The Moroccan Agency for Solar Energy has awarded the rights to build the landmark Noor Midelt I solar project, an 800MW hybrid project combining concentrated solar power project with photovoltaic generation, and a minimum of five hours of thermal storage, to a consortium led by French company EDF.
The winning consortium – led by EDF through its EDF Renewables subsidiary, and including UAE-based renewable energy company Masdar and Moroccan independent power producer Green of Africa – expects to begin construction of the US$782 million/AU$1.1 billion hybrid solar project in the last quarter of the year, with power being fed into the grid in 2022.

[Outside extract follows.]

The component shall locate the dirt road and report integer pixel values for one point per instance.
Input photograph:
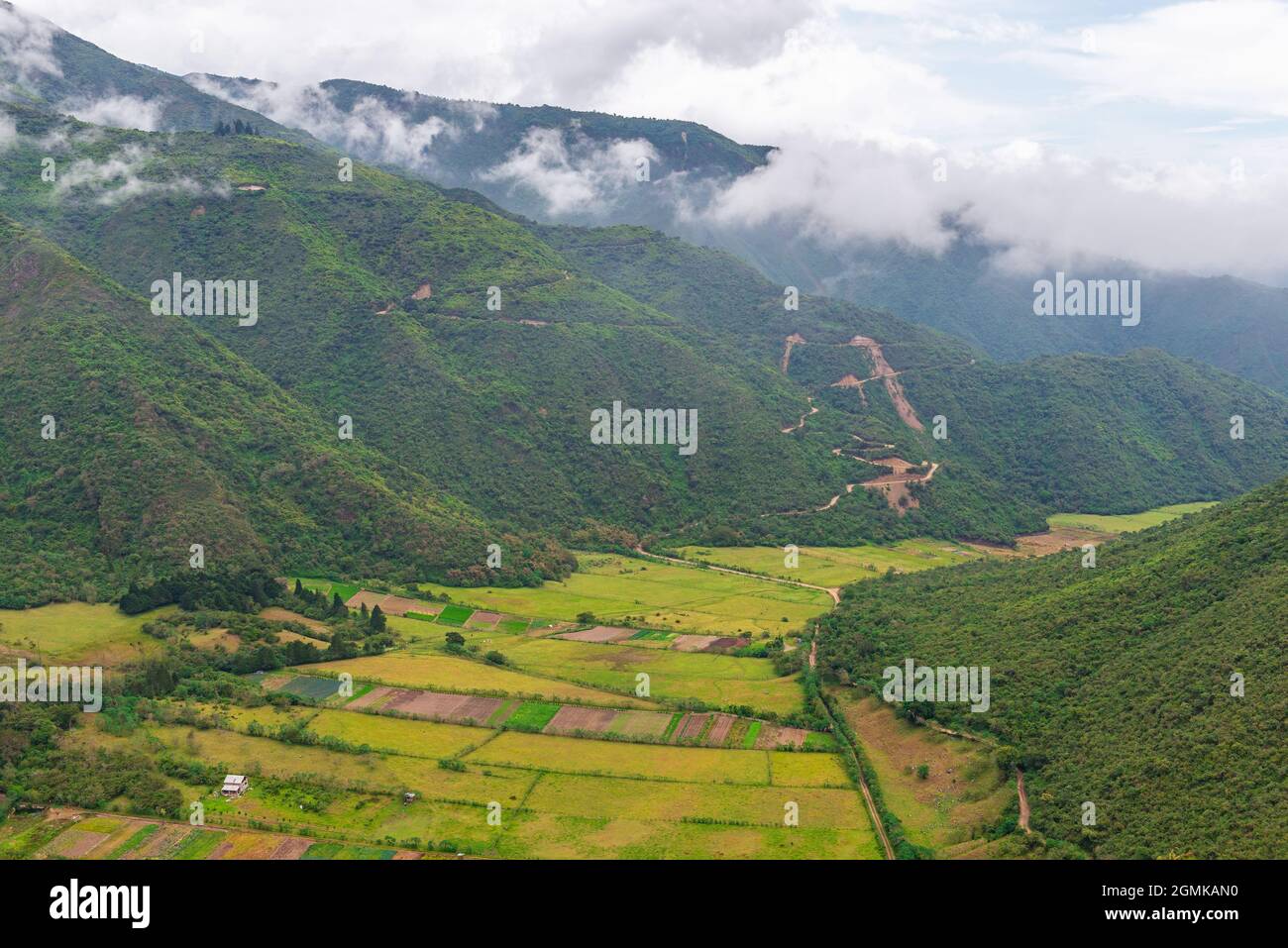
(835, 591)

The hybrid nature of the project is intended to increase the plant’s output beyond daylight hours, utilising the dispatchable and competitively-priced electricity from the concentrated solar power (CSP) section of the project, which is expected to provide up to five hours of stored electricity.
Consisting of two CSP plants of 190 MW each, and two photovoltaic (PV) plants of around 210 MW each, the project will sell its electricity to the Moroccan Agency for Solar Energy (MASEN) under a 25-year Power Purchase Agreement (PPA).

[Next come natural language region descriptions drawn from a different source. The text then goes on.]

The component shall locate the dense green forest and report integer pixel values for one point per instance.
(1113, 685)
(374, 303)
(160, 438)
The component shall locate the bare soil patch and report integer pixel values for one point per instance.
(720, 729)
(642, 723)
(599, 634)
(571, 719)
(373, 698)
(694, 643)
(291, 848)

Located 20 kilometres north of the Moroccan town of Midelt, in the country’s centre, the Noor Midelt I project is described by EDF as “a key milestone” in the country’s efforts to generate 52% of its electricity from renewable sources by 2030.
“EDF Renewables, Masdar, and Green of Africa would like to thank the Moroccan Agency for Sustainable Energy and the King of Morocco for having designated our consortium as the successful bidder to develop the innovative NoorMidelt I with an installed capacity of 800 MW hybrid concentrated solar power and photovoltaic power plant,” the consortium members said in a press release.
“The consortium is fully committed to supporting MASEN and the realization of Morocco’s long-term renewable energy ambitions.”
“At Masen, we are quite satisfied with the results of this tender and confident in the capacities of the group selected to carry out this project,” added Mustapha Bakkoury, CEO of MASEN, speaking in a press release translated from French, who went on to describe the project as “technologically disruptive.”
According to MASEN, the project was awarded at a per-kilowatt-hour (kWh) price of 0.68 Moroccan dirhams – equivalent to US$0.07/kWh and AU$0.10/kWh.
Plans for construction are already well underway and a 40-kilometre road has already been built to support the project. Further, this road will not only service construction and operation of the project but has the added benefit of providing greater access to nearby villages.
Similarly, 50 kilometres of medium-voltage power lines have also been completed. All of the work done has been completed by Moroccan companies.